Hospitality
Hospitality
(Merge; 2012)
By Andrew Hall | 10 March 2012
There’s something predictable about Hospitality. Perhaps it’s in the fact that they’re a New York-based three piece that plays concise songs at least partially about New York, or in their self-titled debut album’s understated, clean cover art, or maybe it’s just the inevitability of jumping to conclusions when one looks at the tracklist and sees a song called “Liberal Arts,” which is—surprise!—at least in part about the long term consequences of opting for a four-year degree that leaves one with no career path in sight. Off of this, it’s easy to make a catty comment about Vampire Weekend and ignore the band altogether, labeling them a casualty of an early-year release date and their own politeness.

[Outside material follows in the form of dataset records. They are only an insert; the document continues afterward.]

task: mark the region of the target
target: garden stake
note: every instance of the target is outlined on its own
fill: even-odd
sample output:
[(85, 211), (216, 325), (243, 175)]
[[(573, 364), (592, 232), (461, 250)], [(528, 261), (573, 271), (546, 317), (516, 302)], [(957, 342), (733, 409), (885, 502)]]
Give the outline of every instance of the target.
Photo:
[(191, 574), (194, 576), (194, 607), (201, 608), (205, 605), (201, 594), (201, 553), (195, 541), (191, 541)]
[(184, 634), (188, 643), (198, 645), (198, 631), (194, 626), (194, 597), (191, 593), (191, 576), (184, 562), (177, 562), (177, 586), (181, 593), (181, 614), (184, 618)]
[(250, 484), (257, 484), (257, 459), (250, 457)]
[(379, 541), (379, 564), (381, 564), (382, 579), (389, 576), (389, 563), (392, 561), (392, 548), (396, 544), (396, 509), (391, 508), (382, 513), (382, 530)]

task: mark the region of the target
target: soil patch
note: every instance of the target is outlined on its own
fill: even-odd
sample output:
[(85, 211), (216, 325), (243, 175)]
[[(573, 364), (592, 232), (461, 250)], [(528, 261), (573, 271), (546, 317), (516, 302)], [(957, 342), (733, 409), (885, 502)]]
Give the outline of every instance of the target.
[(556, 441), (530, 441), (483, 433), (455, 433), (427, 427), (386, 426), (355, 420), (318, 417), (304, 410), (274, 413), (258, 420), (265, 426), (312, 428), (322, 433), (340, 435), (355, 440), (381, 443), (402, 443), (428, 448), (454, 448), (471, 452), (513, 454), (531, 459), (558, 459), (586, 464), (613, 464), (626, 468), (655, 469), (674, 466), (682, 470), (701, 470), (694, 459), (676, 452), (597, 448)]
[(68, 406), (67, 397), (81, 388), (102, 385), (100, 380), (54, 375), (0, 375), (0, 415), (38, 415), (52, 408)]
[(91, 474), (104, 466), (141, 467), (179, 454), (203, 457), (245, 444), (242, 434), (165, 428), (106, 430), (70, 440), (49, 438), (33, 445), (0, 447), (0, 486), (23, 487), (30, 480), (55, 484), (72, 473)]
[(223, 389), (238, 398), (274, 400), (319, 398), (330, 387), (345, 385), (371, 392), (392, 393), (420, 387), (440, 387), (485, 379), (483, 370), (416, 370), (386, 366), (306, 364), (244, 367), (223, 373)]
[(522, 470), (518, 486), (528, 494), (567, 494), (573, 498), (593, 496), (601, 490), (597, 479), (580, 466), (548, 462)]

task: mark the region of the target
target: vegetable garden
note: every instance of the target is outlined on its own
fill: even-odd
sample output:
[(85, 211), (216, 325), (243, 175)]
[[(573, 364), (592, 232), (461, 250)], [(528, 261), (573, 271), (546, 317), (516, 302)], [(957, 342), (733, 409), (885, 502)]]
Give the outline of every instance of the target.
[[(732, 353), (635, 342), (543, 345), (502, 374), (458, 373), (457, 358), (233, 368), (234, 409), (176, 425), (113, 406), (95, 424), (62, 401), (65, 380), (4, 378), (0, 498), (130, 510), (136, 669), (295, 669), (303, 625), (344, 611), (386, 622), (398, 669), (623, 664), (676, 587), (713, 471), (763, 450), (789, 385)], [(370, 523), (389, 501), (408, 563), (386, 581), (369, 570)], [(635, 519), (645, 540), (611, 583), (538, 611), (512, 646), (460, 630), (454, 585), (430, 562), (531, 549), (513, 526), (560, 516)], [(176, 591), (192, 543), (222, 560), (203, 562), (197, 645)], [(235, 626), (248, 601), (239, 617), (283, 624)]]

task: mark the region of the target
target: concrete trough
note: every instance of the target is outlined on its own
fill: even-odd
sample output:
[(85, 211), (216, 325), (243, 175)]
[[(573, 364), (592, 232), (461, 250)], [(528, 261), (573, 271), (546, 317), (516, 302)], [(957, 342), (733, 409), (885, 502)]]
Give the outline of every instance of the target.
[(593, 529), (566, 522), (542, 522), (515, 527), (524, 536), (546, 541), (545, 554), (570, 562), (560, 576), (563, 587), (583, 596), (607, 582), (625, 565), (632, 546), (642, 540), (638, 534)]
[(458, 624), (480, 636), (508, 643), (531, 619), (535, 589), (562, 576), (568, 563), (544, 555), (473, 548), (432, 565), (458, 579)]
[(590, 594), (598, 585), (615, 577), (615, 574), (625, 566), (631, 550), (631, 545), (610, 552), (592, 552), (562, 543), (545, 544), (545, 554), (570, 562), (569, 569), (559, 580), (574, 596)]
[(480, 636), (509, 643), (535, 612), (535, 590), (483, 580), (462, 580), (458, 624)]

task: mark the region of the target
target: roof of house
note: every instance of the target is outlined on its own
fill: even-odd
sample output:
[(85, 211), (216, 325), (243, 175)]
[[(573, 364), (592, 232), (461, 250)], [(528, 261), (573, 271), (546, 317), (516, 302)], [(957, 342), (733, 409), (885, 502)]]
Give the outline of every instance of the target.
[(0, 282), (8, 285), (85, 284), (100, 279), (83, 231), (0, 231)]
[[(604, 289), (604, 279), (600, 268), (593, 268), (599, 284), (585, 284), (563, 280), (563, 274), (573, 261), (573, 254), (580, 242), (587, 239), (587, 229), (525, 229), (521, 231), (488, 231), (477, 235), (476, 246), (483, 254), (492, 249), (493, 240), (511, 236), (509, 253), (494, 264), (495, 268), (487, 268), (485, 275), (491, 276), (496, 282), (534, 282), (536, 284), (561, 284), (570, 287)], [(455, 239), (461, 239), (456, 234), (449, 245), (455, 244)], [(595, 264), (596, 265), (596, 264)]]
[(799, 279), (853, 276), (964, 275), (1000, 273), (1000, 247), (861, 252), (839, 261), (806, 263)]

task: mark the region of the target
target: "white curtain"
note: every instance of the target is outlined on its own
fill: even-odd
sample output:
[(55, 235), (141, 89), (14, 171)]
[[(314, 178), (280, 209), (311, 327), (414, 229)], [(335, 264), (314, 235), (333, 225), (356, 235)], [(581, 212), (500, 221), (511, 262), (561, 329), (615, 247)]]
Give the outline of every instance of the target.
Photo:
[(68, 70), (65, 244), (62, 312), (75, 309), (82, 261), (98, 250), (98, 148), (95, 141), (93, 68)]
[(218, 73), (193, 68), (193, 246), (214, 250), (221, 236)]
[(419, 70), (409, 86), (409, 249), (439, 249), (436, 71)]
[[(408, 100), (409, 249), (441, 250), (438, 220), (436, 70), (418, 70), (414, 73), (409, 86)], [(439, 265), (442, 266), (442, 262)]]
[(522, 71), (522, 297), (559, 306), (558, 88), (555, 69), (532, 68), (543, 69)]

This, of course, would be a pretty lousy thing to do, given that Hospitality’s tightly constructed, jazzy indie pop rarely sounds like the bands they could share identifying keywords with, is often very good, and is nowhere near as cloying as it could be in the wrong hands. Singer and bandleader Amber Papini’s songs rarely overstate themselves or overstay their welcomes, instead working through relatively understated pop arrangements in order to tell their dirty jokes, animate her characters, and turn sharply-placed 7th, 9th, and 11th chords into striking statements more effective than they might initially seem. Like many craftsmen of smart, succinct songs unfairly branded as functional background music by listeners and Muzak specialists alike, Papini and her band sets themselves apart through tiny details. Her voice—not unlike that which belongs to Tracyanne Campbell of Camera Obscura, who these songs almost certainly owe at least a small debt to—is considerably agile, sounding thin on one line and richer on the next, jumping from lows to highs and demonstrating a fair amount of range in the process without ever flaunting virtuosity.
Opener “Eighth Avenue” gives them ample space to immediately demonstrate this, as she dissects the disconnect between herself and an addressee; “I’m lost in a land, I’m not twenty-seven,” she sings, and it’s from a place of having survived that decade that informs much of what she does across these songs. The somewhat threadbare “Betty Wang” is a fairly simple tribute to a coworker, while the low-key romanticism of “Sleepover,” which features some of the album’s most striking melodies, is defused by a chorus that ends in Papini’s acknowledgement that she’s being taken for granted and doesn’t care. And the aforementioned “Liberal Arts” is a character study in which its character gets an English degree, veers off in other directions, and finds nothing to be nostalgic for: “Long sober walks upstate / You don’t miss a thing, do you?” she asks, and for at least a subset of the population (and quite possibly a substantial number of people who will come across this record), there’s a moment of very real resonance in it.
For all its supposed politeness, this is distinct, sharp music. That these songs can contain seconds-long synthesizer freakouts, be built on accordion drones, flirt with strings, incorporate Afropop-derived bass lines, and so tightly integrate start-stop rhythms is a testament to Hospitality’s skill as editors, rarely yielding something annoying in a genre where annoyance comes as much from trying too hard as from being infuriatingly unambitious. It’s better for those involved that they don’t attempt to fire on all cylinders at once all the time; it’s better for us that we have at least one record this year that understands exactly what it can do well, then does it, and makes it seem utterly effortless.